Multivariate analysis of 200 vegetation plots along geomorphological gradient in the BHNP, allowed us to classify complex mosaics of landforms and plant communities. By assessing plant community distribution in the context of the different landform units and geomorphic processes, represented in detailed geomorphological schema, a sequence of landform-vegetation units and soil properties were identified. A total of fourty seven perennial species in four landform types were analyzed using correspondence analysis. Multivariate analysis identified five community types defined by physical soil properties and geomorphological conditions (A, B, C, D1 and D2).

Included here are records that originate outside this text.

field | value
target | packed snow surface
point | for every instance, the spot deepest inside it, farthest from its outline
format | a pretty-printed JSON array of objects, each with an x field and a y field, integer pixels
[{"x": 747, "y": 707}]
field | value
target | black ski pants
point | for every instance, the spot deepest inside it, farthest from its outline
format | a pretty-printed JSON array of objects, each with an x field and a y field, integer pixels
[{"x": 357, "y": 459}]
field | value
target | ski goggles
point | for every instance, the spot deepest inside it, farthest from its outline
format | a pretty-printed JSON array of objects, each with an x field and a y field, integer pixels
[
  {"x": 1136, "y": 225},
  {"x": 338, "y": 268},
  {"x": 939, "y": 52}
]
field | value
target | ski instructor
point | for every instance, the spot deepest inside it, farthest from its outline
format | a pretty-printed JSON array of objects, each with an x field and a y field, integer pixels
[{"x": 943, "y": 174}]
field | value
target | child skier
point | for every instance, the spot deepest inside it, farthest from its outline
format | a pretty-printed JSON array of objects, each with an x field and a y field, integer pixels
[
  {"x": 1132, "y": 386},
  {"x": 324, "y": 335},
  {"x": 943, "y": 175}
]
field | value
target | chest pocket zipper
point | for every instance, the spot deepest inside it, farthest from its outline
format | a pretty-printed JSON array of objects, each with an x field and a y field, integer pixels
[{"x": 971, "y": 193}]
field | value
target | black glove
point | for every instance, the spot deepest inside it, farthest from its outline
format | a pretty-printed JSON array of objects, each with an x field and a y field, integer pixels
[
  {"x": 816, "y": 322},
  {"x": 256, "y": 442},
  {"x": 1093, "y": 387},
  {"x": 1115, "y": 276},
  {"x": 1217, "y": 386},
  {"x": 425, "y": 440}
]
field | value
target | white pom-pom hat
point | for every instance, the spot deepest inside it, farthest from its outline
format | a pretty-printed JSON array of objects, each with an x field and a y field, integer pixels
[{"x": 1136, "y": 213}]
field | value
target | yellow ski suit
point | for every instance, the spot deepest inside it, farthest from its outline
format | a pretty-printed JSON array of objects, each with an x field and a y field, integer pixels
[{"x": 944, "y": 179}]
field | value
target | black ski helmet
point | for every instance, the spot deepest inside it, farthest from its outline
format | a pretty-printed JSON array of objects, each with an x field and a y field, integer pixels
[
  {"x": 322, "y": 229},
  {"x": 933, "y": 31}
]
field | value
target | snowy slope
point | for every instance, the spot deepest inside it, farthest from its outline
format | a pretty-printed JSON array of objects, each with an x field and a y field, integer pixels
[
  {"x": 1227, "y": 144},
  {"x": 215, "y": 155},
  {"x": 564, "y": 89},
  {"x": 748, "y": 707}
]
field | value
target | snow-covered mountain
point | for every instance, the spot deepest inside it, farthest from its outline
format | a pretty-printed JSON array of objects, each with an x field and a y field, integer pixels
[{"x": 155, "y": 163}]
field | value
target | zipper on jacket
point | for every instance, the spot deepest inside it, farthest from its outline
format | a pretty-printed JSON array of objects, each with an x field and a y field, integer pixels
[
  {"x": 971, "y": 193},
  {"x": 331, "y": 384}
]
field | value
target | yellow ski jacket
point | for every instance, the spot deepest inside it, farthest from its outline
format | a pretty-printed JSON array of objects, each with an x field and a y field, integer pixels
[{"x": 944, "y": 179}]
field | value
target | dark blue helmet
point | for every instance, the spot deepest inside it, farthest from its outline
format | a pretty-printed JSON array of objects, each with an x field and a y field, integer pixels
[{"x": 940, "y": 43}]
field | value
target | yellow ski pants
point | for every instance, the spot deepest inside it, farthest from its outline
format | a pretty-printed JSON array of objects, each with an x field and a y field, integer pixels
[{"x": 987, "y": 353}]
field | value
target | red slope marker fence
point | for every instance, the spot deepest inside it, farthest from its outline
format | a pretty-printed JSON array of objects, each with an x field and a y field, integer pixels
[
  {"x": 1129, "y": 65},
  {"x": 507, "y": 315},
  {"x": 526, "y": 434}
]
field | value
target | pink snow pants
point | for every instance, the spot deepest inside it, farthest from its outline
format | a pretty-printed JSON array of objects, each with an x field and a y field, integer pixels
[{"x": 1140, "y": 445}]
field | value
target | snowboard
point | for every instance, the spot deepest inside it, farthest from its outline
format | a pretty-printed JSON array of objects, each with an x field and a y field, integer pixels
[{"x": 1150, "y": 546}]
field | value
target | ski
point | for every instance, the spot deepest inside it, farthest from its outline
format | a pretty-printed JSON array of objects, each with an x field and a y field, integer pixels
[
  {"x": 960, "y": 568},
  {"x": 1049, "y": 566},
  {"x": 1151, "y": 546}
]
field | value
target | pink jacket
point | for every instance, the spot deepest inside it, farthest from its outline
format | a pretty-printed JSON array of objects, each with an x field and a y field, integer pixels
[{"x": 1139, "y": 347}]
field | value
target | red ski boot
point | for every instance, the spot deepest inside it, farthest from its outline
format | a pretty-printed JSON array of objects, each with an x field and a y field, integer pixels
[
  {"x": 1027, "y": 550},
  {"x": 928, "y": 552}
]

Our results showed that the highest total number of species is recorded in the Glacis (20), whereas the lowest species numbers are recorded in the Mountain (13) and in the silty plain (15). Community C appears to be rather different, with 5 characteristic species (Tricholaena teneriffae L., Raetama retam Forssk, Deverra chloranthus Bent, Periploca angustifolia Labill. and Rhus tripartita Ucria). We can be also noted that organic matter, phosphorus and nitrogen attain their highest levels in the group of wadis and sandy plain, the low level of nutrients and low sand content on the glacis and mountain.

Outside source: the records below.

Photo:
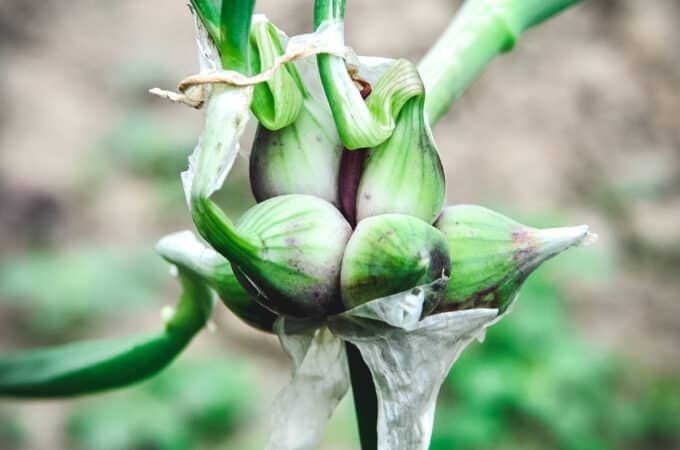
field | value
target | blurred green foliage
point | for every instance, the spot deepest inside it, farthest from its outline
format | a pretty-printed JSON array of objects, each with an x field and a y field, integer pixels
[
  {"x": 144, "y": 146},
  {"x": 190, "y": 404},
  {"x": 534, "y": 385},
  {"x": 53, "y": 292},
  {"x": 13, "y": 433}
]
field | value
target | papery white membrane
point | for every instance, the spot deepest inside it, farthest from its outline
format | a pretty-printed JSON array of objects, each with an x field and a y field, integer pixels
[
  {"x": 408, "y": 358},
  {"x": 320, "y": 380},
  {"x": 409, "y": 366}
]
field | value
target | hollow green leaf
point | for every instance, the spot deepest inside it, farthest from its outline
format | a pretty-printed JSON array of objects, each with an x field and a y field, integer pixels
[{"x": 90, "y": 366}]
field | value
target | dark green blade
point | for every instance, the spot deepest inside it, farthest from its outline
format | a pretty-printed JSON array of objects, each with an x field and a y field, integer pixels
[{"x": 91, "y": 366}]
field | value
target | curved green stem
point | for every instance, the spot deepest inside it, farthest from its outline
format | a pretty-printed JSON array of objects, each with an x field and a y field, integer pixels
[
  {"x": 480, "y": 30},
  {"x": 91, "y": 366}
]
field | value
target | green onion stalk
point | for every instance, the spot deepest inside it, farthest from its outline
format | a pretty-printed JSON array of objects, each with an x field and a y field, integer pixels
[{"x": 370, "y": 224}]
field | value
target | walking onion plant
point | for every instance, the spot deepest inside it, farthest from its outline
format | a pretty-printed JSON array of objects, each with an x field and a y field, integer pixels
[{"x": 350, "y": 212}]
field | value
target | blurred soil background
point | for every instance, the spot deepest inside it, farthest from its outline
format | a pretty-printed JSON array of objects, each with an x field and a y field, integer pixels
[{"x": 580, "y": 123}]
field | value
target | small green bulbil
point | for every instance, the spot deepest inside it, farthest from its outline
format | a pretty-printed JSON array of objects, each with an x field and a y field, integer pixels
[
  {"x": 404, "y": 174},
  {"x": 302, "y": 158},
  {"x": 299, "y": 242},
  {"x": 492, "y": 255},
  {"x": 389, "y": 254}
]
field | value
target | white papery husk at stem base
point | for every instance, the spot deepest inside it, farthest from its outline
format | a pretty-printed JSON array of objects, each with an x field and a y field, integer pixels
[
  {"x": 408, "y": 356},
  {"x": 409, "y": 359}
]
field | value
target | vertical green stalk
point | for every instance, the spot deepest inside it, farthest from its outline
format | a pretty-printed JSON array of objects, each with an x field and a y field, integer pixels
[
  {"x": 228, "y": 22},
  {"x": 480, "y": 30},
  {"x": 365, "y": 398}
]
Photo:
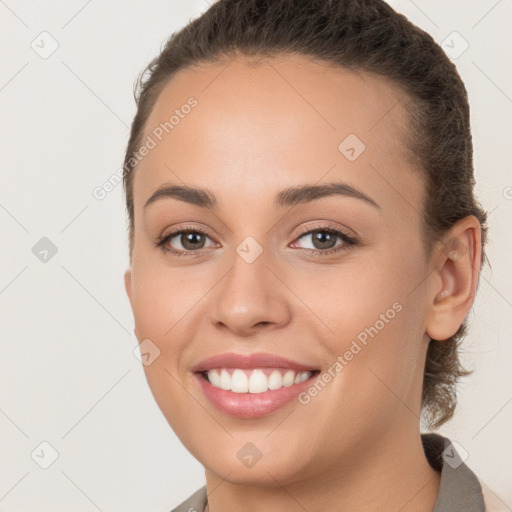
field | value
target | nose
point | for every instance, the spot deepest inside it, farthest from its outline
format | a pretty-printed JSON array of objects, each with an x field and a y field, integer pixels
[{"x": 250, "y": 298}]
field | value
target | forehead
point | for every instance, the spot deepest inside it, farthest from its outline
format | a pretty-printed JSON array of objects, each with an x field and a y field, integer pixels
[{"x": 257, "y": 126}]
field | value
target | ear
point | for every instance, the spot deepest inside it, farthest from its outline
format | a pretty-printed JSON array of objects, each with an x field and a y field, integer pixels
[{"x": 455, "y": 278}]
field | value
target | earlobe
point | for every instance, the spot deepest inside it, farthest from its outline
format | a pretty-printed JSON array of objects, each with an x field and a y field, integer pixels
[{"x": 456, "y": 278}]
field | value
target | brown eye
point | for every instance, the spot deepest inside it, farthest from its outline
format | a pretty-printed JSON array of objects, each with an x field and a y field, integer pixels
[
  {"x": 184, "y": 241},
  {"x": 325, "y": 240}
]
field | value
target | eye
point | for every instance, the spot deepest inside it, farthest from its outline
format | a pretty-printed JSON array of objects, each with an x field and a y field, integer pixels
[
  {"x": 183, "y": 241},
  {"x": 324, "y": 240}
]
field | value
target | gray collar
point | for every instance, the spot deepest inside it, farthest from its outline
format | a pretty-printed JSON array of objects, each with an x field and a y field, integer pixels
[{"x": 459, "y": 490}]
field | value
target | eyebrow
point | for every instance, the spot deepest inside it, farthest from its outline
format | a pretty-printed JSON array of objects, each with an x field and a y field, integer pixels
[{"x": 292, "y": 196}]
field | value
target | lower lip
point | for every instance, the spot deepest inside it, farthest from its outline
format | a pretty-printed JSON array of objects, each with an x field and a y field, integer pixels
[{"x": 252, "y": 405}]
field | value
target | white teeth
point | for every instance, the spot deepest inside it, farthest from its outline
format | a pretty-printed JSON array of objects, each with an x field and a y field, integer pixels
[
  {"x": 256, "y": 382},
  {"x": 288, "y": 378},
  {"x": 225, "y": 380},
  {"x": 239, "y": 382},
  {"x": 275, "y": 381}
]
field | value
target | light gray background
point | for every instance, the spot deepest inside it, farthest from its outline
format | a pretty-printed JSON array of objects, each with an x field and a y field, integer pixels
[{"x": 68, "y": 375}]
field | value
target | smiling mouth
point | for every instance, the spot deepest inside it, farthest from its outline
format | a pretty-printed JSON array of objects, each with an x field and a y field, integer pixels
[{"x": 257, "y": 380}]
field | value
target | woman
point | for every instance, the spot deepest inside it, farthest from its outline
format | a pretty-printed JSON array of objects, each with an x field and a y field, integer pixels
[{"x": 305, "y": 246}]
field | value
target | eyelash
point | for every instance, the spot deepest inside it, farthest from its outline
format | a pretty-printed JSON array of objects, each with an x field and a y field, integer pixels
[{"x": 349, "y": 241}]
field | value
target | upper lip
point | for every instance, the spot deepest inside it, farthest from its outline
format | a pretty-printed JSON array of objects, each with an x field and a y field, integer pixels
[{"x": 259, "y": 360}]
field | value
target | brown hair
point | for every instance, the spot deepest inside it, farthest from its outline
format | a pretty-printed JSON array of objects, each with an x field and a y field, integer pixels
[{"x": 366, "y": 35}]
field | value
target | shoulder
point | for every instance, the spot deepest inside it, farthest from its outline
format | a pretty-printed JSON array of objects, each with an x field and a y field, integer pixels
[
  {"x": 492, "y": 502},
  {"x": 194, "y": 503}
]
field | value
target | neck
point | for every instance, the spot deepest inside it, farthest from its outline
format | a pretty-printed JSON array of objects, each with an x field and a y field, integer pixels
[{"x": 395, "y": 475}]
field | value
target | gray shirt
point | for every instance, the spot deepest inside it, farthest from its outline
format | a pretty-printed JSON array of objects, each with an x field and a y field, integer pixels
[{"x": 460, "y": 490}]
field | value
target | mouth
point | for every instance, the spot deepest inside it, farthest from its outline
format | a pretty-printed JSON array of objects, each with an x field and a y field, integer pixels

Vegetation distribution, Landform, North Africa, Geomorphology, Biodiversity, Arid bioclimate


Landforms provide information on the development of terrain over a long period of time as well as on its present condition, and vegetation is indicative, in the short term, of existing environmental conditions confounded by disturbance history [1,2]. Suggested that geomorphology may change the nature of the vegetation which can be supported across a landform [3].

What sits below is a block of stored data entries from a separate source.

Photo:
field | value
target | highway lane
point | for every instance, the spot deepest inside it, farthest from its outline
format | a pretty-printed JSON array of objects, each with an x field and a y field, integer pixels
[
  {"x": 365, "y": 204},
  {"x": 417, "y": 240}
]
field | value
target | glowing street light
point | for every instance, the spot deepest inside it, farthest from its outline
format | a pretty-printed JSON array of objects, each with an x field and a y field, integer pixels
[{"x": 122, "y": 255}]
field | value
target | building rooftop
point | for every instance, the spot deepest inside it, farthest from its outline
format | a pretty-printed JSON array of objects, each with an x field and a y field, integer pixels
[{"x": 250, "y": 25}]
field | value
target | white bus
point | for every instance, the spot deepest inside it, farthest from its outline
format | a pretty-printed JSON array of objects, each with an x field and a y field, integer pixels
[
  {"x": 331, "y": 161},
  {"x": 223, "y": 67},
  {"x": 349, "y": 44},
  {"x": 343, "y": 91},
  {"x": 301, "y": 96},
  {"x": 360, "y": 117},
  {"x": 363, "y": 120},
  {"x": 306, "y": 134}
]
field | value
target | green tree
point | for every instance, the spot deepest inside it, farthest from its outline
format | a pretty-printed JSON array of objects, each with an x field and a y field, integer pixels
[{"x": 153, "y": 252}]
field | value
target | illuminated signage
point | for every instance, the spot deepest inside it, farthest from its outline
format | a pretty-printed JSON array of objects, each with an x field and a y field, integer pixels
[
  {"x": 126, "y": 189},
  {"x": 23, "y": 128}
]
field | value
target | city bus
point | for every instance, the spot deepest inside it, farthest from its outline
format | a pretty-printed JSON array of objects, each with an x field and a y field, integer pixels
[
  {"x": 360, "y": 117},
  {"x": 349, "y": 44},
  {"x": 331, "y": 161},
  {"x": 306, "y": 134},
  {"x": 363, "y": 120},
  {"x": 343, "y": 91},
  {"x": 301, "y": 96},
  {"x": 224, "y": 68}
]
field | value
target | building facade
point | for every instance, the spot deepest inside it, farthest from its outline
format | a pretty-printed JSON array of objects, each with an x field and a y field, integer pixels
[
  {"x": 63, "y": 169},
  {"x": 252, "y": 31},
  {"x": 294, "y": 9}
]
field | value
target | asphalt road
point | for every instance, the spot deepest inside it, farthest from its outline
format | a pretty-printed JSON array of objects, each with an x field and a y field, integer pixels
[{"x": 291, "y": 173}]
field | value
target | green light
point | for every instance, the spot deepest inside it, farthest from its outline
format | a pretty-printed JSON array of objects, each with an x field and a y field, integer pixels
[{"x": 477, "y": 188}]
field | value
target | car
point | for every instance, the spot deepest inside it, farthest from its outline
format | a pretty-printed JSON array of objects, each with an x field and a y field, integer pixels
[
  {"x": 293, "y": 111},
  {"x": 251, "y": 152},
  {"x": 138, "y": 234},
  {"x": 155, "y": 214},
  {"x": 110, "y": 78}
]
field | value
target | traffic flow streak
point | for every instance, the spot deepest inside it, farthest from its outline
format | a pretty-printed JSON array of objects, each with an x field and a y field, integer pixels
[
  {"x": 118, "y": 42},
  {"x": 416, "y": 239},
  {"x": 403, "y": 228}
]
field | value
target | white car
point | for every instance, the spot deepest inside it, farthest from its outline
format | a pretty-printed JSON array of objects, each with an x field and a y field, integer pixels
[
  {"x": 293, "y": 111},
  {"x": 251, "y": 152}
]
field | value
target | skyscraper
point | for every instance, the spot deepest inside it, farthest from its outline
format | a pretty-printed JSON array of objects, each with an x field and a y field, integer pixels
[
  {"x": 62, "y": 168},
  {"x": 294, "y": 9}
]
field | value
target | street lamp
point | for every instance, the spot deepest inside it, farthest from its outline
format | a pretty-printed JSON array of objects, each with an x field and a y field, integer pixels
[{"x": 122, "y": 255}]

The simultaneous analysis of landform and vegetation, known as phytogeomorphology, synthesizes a number of important land features indicative of vegetation distribution patterns as well as the current suitability for land restoration or other purposes [4]. Landform and vegetation are indicators of the influence of important environmental factors such as soil, water availability and climate [5].

The most pressing issues in north Africa are water, soil, and biodiversity. Protected areas are of particular concern, both in terms of the amount of land protected and the diversity of habitat types protected. Of all the African sub-regions, north Africa protects the least amount of land in the fewest number of sites. The aim of the Bou Hedma National Park (BHNP) is to conserve the biodiversity under arid bioclimate of southern of Tunisia. The vegetation of the park is one of particular scientific interest because it represents a transition between the vegetation of arid bioclimate and the savanian vegetation of the saharan-tropical bioclimate, corresponding to arid and saharan ecosystems in north Africa. The aim of this paper is to analyze major relationships among vegetation distribution and lanform types and to enrich the knowledge about the perennial vegetation of the BHNP. It attempts of portraying the relationship between the vegetation and the complex geomorphologic environment of the study area.

Material and Methods

Study Site

North Africa is bordered on the north by the Mediterranean Sea, and the climate of the coast is similar to that of the rest of the Mediterranean countries, the dominant feature of north Africa is the Sahara desert. The north African region is known for dry, hot summers, and wet winters. The changing temperatures and moisture affect what grows in the area. Since summer droughts and rainfall can vary drastically from year to year, indigenous plants are drought resistant. The most significant challenge to the region’s environment is desertification and the lower biodiversity level.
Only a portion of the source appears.